Editor’s Note

Mahfuz Anam
Mahfuz Anam

Recent tremors have done more than shake the ground. They have unsettled assumptions we quietly live with, especially the belief that safety is something to think about later. Earthquakes arrive without warning, but the risks they expose are often years in the making.

This issue turns its focus to that reality, not with alarmism, but with purpose. Bangladesh has always lived with uncertainty. Floods, storms, and shifting grounds are part of our geography and history. What is changing is awareness. More people are asking direct questions about building safety, construction quality and responsibility. That shift matters, because resilience is not created during a disaster. It is built long before one.

Across these pages, we look at earthquake preparedness as a practical, everyday concern. From understanding how buildings are designed to absorb seismic stress to recognising the warning signs of weak construction, the aim is to replace fear with clarity. Safety should not feel technical or out of reach. It should feel knowable.

There is reason for cautious optimism.

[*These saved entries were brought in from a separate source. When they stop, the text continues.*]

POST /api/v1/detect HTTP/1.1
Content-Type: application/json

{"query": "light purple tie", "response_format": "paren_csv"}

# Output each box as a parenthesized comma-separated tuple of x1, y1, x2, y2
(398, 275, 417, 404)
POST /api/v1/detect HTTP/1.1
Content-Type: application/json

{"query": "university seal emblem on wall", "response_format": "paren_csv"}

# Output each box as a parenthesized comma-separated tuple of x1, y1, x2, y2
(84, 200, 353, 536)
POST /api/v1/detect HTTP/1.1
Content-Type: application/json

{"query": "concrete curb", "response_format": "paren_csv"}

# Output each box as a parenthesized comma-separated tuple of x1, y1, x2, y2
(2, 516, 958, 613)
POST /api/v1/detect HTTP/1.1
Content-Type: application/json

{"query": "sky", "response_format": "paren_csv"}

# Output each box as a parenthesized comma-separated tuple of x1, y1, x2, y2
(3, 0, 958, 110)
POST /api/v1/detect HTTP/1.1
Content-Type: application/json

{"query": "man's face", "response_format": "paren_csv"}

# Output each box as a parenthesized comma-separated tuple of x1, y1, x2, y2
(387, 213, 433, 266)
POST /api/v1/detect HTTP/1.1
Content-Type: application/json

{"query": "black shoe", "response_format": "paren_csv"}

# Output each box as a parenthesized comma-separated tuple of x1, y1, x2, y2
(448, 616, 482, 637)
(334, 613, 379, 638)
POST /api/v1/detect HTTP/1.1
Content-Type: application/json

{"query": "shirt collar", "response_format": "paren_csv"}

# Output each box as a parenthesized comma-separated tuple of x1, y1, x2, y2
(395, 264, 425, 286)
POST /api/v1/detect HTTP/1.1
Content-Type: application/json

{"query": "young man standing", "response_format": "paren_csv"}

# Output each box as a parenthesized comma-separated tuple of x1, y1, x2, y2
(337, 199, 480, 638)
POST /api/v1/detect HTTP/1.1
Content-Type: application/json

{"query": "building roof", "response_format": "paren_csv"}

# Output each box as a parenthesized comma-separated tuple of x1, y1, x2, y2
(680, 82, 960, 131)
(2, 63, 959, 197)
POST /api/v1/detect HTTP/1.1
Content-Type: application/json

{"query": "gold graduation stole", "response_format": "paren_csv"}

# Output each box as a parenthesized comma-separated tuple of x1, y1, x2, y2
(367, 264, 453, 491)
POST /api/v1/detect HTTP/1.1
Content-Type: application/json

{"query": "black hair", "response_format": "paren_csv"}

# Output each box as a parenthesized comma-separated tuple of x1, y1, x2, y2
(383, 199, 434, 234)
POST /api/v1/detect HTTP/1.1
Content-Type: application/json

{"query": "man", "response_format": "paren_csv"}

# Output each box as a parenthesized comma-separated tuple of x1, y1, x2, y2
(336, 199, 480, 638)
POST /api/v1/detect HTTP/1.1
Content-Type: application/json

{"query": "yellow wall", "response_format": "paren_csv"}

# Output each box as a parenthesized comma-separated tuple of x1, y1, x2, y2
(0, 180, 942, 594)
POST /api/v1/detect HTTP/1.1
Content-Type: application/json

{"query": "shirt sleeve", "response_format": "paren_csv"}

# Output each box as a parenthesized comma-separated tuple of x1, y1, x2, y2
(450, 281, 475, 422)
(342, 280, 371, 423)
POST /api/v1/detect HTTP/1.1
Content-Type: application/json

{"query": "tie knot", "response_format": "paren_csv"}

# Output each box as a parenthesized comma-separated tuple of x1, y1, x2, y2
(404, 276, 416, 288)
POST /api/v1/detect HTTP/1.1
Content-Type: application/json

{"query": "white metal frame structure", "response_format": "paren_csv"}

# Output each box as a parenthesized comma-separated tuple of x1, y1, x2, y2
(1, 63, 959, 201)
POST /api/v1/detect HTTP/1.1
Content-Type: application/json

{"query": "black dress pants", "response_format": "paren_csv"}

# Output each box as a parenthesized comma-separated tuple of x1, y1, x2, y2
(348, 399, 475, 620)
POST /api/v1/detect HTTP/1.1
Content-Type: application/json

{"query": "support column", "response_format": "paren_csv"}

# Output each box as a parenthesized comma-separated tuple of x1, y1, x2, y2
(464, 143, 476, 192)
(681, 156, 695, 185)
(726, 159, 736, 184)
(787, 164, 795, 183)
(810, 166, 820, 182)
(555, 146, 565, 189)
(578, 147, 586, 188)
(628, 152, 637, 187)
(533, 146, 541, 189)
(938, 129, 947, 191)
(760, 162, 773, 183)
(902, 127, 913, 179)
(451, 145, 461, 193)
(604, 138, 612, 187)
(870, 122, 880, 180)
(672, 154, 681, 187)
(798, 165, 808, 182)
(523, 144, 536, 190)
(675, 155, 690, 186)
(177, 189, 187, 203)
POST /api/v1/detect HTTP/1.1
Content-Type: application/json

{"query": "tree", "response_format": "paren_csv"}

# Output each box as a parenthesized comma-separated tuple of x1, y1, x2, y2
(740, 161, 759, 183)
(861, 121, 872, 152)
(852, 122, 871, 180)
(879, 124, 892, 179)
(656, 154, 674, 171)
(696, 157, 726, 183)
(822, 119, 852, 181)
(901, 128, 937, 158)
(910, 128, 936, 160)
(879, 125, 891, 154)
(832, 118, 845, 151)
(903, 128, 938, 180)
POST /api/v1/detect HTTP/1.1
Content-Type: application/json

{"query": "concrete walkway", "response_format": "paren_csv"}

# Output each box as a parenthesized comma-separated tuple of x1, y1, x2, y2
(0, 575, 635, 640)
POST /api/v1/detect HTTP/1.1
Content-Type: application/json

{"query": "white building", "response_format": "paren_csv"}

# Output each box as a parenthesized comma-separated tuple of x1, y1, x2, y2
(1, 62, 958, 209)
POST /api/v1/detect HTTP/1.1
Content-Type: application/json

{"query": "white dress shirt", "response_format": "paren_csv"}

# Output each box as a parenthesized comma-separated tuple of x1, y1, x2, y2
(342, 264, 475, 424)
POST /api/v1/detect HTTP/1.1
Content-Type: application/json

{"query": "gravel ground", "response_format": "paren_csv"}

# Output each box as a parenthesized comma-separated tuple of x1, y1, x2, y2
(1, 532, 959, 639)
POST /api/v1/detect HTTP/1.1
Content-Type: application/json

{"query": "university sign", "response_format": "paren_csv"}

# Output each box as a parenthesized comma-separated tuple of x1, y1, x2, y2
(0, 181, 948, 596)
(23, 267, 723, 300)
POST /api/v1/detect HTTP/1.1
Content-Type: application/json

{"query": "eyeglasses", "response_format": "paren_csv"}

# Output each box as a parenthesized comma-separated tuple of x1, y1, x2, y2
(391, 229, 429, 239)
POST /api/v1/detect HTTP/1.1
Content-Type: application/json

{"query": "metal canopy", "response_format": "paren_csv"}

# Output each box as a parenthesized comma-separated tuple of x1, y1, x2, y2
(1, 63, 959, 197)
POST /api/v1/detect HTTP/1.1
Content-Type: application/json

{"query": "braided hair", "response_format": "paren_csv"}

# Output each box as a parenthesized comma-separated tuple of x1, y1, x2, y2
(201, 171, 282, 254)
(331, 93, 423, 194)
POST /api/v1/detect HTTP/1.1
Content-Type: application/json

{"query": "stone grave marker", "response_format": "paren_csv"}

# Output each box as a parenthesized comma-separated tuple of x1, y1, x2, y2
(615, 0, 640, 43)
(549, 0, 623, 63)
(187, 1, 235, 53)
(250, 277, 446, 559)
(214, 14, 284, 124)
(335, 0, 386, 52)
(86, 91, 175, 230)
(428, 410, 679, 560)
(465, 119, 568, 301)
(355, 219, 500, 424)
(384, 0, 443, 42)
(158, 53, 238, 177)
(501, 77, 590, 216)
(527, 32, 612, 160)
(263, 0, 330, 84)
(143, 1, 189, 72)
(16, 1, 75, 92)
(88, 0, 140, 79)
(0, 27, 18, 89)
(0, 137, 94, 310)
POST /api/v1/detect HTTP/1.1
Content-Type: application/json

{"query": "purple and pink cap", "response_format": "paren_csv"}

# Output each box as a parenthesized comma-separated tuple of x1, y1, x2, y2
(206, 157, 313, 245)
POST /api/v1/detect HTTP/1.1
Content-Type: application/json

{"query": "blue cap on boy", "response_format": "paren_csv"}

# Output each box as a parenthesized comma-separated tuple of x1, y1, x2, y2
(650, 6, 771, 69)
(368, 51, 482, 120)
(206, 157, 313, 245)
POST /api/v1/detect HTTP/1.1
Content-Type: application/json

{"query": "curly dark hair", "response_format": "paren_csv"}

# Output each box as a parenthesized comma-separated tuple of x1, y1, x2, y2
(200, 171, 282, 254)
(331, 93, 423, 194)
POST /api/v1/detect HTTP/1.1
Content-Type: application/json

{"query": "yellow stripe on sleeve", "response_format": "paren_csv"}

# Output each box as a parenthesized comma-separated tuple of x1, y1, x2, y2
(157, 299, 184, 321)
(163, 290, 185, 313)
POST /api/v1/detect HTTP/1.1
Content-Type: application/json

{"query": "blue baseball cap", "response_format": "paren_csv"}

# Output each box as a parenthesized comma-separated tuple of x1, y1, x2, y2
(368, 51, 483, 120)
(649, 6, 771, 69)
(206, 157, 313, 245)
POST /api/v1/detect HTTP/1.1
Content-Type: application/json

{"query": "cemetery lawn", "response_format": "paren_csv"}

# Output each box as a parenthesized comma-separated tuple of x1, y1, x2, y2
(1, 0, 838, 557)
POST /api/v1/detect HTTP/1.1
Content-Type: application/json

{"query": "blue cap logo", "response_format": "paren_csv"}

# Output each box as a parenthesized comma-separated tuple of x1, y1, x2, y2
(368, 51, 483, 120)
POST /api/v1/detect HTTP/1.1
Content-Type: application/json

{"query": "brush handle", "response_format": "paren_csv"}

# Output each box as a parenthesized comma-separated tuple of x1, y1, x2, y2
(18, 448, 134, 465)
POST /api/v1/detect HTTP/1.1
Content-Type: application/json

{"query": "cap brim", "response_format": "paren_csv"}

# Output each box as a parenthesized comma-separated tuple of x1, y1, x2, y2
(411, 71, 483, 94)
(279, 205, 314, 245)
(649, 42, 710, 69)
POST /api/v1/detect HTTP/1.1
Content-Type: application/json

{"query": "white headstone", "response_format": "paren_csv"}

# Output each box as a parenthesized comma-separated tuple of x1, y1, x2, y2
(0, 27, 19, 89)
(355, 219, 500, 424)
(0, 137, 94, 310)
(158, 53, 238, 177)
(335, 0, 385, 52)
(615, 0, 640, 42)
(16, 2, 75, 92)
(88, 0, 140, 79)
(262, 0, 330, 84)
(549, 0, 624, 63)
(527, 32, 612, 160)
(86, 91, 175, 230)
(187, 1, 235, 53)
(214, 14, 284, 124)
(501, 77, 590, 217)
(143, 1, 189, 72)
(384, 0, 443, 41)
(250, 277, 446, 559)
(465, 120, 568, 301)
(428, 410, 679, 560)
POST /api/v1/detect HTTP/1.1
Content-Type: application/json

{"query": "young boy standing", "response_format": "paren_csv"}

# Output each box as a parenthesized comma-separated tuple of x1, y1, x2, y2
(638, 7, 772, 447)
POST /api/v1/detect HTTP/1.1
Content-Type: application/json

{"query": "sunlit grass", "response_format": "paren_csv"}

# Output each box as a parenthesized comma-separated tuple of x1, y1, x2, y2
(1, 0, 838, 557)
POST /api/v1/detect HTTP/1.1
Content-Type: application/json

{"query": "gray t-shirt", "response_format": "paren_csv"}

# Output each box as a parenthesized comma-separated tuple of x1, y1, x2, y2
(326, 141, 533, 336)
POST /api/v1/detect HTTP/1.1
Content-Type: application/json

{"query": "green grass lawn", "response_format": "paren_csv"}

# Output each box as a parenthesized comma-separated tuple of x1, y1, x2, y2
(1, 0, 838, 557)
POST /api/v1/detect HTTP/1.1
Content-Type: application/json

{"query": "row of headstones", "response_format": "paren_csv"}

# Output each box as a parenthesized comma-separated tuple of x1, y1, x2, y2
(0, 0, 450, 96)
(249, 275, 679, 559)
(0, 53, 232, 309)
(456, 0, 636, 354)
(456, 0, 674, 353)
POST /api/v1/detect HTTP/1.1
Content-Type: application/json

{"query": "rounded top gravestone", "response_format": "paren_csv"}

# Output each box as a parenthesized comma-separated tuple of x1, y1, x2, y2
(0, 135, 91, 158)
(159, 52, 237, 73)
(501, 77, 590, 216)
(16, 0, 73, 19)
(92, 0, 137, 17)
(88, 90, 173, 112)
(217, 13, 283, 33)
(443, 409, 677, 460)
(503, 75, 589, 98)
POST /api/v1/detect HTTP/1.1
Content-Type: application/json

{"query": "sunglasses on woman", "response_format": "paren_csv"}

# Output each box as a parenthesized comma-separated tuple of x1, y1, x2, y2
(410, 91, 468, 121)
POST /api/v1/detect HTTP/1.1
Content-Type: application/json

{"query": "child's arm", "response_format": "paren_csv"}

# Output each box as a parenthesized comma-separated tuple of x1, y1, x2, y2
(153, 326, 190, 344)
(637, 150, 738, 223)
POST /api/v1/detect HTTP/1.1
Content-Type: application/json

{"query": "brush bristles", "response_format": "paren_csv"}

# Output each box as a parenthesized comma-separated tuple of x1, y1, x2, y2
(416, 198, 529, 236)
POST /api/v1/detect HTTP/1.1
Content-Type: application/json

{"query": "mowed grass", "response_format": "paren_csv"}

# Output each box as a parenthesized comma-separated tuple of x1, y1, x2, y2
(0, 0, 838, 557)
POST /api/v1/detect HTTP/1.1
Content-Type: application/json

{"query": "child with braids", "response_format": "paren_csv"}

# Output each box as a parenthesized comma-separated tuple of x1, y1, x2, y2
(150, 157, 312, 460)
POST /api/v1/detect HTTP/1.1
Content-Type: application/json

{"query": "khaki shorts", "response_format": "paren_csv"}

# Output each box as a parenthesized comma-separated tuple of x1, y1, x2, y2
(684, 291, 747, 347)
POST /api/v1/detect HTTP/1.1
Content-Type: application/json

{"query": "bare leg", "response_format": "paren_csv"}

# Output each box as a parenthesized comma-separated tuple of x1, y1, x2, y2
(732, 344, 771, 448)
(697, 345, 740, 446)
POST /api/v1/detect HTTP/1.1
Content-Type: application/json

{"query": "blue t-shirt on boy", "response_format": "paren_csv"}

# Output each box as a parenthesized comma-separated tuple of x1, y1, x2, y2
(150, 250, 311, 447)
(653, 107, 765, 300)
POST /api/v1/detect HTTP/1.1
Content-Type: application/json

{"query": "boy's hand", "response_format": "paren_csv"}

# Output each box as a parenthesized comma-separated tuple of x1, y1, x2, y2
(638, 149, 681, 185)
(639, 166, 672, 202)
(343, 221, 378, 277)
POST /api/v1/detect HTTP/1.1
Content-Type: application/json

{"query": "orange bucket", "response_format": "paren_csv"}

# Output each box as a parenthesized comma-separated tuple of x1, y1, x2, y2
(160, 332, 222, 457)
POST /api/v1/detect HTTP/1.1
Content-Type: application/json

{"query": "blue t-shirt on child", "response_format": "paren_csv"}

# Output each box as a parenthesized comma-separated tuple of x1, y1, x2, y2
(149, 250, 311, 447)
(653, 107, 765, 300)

Building codes have improved. Engineering practices are evolving. Conversations that once stayed within professional circles are reaching homeowners and residents. These are small but important steps toward a safer urban future.

Resilience is not about predicting the next quake. It is about making better choices now, as individuals, as builders, and as a society. Choices that favour durability over shortcuts, documentation over assumptions, and accountability over convenience.

The ground may shift again. What matters is how prepared we are when it does.